GSEA analysis showed that high-risk samples were mainly enriched in cancer related pathways, such as TGF-β signaling pathway and hedgehog signaling pathway. TGF-β signaling pathway is one of the most important cellular pathways and has been reported to be involved in the initiation and maintenance of epithelial-to-mesenchymal transition in several malignant tumors51. Consistent with previous studies, activation of TGF-β signaling pathway plays a key role in the occurrence and development of colorectal cancer, and most colorectal cancers show mutation inactivation of TGF-β pathway52. Promoting IL-22 production in Th17 cells through AhR induction and PI3K signal transduction by TGF-β and loss of SMAD4 are possible underlying mechanisms53,54. It is feasible to regulate CXCR4 and its related targets to inhibit the growth and metastasis of colorectal cancer by inhibiting TGF-β signal, which further suggests the clinical significance of the pathway enrichment results in this study55. Hedgehog signaling is important for somatic development, deregulation of hedgehog signaling is closely related to tumor growth and developmental defects56. The existing research on the exact involvement of hedgehog pathway in the growth and metastasis of colorectal cancer is still very limited, although it has been reported to be associated with several cancers, its role in colorectal cancer is somewhat controversial57. Researchers have found that hedgehog signaling downstream cascade Gli family transcription factors play an important role in promoting colorectal cancer cell proliferation and tumor growth, while the exact regulatory mechanism is poorly understood58,59.

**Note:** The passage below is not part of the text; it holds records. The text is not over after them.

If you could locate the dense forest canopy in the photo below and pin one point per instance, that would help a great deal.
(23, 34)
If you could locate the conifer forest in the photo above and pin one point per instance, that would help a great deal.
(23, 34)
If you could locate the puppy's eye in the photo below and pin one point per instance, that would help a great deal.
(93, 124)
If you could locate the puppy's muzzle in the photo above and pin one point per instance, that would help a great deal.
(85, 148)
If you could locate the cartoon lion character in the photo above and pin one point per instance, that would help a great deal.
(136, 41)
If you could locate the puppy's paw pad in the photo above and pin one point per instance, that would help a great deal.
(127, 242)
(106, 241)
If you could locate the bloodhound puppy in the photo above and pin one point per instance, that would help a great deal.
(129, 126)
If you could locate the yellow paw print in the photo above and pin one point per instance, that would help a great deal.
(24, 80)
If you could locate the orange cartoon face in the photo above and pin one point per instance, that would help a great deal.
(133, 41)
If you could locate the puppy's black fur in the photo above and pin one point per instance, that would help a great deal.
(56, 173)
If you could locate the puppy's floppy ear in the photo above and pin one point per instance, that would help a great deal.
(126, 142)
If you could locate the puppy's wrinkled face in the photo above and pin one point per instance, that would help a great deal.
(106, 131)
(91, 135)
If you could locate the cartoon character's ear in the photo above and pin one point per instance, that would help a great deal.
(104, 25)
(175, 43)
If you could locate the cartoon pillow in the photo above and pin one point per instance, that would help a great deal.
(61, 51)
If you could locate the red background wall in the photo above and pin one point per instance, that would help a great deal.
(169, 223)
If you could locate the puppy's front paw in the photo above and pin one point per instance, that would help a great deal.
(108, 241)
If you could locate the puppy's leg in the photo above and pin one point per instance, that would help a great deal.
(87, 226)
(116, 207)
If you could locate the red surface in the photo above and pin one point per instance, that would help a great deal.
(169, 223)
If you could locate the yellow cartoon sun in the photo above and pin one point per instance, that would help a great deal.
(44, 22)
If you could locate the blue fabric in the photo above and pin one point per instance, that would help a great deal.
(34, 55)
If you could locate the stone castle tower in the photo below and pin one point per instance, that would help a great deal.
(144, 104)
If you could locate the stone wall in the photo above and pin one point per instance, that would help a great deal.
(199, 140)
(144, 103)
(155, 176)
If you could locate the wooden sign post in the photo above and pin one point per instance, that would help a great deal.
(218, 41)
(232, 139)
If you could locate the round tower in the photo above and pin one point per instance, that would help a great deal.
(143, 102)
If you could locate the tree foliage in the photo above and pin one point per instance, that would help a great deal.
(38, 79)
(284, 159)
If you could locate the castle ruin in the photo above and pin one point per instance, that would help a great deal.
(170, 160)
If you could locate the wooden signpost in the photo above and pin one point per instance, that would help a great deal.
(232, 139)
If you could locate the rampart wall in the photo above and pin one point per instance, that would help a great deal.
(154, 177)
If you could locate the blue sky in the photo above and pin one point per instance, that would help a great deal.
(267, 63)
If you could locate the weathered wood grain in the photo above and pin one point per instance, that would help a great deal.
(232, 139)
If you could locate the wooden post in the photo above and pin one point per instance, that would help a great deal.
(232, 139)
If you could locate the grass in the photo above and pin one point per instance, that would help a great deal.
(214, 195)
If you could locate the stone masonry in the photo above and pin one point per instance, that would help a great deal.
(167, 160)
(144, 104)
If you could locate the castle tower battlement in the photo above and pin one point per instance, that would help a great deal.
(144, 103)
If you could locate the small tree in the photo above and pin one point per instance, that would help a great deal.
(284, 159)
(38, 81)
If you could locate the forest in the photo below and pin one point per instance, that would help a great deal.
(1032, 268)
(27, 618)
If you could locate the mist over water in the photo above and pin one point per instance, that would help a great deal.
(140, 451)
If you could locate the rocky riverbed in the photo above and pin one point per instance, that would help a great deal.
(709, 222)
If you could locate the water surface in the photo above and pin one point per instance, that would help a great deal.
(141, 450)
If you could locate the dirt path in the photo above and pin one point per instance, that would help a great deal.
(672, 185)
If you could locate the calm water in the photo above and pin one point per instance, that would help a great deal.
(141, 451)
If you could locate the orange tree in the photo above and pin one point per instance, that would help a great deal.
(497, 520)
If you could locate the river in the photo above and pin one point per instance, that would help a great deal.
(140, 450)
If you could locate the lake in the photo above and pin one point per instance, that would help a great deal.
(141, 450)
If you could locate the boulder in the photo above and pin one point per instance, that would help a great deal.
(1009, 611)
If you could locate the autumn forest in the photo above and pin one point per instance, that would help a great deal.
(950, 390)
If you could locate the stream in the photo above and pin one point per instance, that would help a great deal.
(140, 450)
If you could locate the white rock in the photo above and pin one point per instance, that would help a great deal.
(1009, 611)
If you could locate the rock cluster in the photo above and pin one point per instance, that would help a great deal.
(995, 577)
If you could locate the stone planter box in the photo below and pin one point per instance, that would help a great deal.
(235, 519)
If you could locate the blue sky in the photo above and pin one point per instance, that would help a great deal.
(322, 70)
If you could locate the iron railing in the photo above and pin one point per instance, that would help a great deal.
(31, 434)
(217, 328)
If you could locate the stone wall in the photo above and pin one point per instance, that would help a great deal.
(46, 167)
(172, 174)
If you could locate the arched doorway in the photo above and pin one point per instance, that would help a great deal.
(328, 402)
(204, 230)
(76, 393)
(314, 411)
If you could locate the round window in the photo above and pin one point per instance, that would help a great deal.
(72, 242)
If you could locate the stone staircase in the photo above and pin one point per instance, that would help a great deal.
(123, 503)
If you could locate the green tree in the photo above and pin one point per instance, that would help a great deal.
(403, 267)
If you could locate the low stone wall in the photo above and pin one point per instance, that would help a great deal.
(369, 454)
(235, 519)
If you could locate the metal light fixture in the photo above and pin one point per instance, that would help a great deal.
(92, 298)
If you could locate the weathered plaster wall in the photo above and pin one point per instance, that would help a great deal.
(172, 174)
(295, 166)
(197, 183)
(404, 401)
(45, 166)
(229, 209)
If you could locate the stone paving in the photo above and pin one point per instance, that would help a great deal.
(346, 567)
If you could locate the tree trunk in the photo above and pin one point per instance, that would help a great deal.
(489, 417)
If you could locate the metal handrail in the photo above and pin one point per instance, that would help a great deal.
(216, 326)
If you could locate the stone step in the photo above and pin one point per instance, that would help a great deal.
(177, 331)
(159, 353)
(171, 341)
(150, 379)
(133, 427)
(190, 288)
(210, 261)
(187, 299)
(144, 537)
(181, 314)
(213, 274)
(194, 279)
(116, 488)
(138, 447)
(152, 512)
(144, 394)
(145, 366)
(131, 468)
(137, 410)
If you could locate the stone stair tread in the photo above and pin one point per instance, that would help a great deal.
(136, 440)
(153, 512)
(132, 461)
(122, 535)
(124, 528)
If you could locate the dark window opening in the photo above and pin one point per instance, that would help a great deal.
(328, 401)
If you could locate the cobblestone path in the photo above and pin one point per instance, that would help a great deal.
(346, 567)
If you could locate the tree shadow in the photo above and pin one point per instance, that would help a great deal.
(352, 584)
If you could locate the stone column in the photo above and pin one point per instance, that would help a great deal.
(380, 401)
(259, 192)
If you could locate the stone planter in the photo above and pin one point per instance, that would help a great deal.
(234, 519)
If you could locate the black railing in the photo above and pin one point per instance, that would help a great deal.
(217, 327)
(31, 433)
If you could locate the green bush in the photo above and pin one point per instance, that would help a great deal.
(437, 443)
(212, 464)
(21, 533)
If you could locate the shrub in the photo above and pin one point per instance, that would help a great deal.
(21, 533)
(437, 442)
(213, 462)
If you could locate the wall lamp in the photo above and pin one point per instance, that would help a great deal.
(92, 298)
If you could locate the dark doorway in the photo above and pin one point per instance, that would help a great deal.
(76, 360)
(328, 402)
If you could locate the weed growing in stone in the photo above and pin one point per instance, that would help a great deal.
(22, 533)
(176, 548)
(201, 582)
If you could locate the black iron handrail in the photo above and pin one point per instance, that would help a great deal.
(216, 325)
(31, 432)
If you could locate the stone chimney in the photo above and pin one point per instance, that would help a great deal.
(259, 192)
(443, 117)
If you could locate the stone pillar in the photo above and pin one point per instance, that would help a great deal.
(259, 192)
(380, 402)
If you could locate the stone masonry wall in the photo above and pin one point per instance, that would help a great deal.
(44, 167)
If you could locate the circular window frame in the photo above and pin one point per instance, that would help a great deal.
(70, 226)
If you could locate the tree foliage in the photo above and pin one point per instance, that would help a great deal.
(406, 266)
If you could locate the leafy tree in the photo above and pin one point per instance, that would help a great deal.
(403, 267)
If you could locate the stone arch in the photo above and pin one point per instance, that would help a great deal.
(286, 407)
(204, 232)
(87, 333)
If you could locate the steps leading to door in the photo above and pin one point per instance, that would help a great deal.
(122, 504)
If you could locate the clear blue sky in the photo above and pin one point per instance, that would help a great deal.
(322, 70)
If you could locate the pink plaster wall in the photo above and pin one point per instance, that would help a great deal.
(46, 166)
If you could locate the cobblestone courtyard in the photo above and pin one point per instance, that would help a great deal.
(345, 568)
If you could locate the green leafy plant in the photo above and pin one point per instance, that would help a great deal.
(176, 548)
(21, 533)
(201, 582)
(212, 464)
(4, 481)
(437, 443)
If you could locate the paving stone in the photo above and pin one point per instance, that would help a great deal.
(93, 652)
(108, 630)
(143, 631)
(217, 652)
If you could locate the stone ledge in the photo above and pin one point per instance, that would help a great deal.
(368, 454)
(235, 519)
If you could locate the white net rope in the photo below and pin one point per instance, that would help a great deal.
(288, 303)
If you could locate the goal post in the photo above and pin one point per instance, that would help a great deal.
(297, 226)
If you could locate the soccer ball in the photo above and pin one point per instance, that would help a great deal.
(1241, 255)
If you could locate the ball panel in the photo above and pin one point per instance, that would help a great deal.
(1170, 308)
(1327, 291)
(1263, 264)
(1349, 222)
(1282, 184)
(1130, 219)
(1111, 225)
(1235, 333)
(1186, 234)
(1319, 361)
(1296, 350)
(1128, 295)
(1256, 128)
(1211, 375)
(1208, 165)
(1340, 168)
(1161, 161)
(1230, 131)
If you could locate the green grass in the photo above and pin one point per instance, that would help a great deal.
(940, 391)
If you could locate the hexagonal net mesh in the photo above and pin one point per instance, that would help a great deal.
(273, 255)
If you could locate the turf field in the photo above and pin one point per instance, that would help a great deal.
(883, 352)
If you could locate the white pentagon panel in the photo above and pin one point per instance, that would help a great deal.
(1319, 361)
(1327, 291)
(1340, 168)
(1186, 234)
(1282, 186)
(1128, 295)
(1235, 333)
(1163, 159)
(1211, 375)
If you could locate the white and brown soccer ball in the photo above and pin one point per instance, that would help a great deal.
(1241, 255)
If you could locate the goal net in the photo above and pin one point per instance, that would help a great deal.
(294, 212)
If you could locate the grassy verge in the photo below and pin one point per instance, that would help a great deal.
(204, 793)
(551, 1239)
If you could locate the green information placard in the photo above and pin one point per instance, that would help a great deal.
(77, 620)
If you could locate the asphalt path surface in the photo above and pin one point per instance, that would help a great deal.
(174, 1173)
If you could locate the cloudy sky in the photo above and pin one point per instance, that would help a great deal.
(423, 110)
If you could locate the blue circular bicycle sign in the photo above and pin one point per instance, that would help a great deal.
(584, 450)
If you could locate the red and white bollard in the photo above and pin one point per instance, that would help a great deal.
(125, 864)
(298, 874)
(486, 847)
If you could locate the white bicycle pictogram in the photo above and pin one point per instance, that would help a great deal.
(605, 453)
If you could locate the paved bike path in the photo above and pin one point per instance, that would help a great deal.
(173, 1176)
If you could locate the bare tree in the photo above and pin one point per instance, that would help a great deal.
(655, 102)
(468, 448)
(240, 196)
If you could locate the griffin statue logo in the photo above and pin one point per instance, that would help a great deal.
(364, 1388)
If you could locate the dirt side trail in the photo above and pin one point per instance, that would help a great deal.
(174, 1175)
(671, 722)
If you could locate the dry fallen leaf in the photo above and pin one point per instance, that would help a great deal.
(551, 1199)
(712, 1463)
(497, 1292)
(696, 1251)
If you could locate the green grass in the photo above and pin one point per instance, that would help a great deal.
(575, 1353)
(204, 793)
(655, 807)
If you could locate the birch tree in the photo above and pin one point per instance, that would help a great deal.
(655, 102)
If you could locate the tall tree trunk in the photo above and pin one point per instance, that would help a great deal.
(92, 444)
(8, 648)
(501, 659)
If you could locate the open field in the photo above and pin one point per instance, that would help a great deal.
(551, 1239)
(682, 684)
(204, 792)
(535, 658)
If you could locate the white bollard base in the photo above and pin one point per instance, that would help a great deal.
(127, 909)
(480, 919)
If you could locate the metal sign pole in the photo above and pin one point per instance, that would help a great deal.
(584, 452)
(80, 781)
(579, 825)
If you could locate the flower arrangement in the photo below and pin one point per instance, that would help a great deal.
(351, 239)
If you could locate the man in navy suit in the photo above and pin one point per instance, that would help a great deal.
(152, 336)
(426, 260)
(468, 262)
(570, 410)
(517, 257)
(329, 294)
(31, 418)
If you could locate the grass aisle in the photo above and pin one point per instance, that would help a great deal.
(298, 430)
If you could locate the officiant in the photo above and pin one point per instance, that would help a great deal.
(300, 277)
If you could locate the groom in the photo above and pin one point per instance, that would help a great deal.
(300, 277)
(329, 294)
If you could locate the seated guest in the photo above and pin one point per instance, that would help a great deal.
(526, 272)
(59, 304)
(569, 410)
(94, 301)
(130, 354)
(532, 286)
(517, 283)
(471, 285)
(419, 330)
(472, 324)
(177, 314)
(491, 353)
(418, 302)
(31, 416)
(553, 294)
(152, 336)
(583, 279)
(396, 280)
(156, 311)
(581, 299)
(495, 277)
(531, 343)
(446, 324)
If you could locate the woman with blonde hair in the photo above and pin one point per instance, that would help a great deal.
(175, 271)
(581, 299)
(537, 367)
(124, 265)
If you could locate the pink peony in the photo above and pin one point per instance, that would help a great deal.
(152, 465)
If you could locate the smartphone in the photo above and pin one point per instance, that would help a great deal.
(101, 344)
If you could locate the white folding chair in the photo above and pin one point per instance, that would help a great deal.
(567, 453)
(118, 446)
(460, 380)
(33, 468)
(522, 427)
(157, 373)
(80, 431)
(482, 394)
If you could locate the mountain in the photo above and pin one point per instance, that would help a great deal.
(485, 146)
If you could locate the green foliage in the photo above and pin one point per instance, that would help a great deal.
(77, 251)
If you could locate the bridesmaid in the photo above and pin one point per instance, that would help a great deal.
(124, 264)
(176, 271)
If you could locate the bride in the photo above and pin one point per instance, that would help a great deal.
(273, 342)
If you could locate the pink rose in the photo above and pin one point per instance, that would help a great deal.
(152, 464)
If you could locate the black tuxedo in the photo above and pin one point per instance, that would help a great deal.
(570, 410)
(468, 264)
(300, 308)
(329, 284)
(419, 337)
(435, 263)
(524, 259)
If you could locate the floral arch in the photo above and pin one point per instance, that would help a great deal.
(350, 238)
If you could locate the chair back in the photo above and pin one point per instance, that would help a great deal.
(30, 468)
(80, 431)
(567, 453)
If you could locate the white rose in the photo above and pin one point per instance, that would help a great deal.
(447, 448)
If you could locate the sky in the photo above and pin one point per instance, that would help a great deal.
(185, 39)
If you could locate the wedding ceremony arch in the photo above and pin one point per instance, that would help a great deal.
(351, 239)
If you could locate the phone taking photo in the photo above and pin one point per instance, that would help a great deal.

This study screened 43 genes from the MElightcyan 1 module by WGCNA, and further construction of the PPI network revealed the two core genes of CHGA and SYP. The research of Zhang et al. also supports our conclusions and verifies the diagnostic value of CHGA in colorectal cancer60. The synaptophysin protein encoded by the SYP gene is highly related to a variety of cancers such as hepatoblastoma and central neurocytoma61.

We constructed a two-gene risk signature based on age using the clinical information of colorectal cancer patients in the TCGA database to predict the prognosis of colorectal cancer patients. Univariate, multivariate Cox regression, and survival curve analysis all show that DLX2 and PCOLCE2 are significantly related to patient survival. Combined with clinical information (such as age, TNM), we also constructed a nomogram to predict the survival rate of patients. Our research has certain limitations. This predictive feature requires further clinical and experimental verification. We are also aware that although the effectiveness of the model has been verified, further research is needed to explore more biomarkers to improve the accuracy of model differentiation and improve clinical practice reference.

Conclusion

DLX2 and PCOLCE2 are potential tumor markers of early-onset colorectal cancer. The high expression of DLX2 and PCOLCE2 may influence and participate in the occurrence of colorectal cancer, and lead to the occurrence of early-onset colorectal cancer. The results of this study provide an important reference for the prognosis of early-onset colorectal cancer. The relevant findings and conclusions obtained in this study still need further mechanism exploration and molecular verification in the future.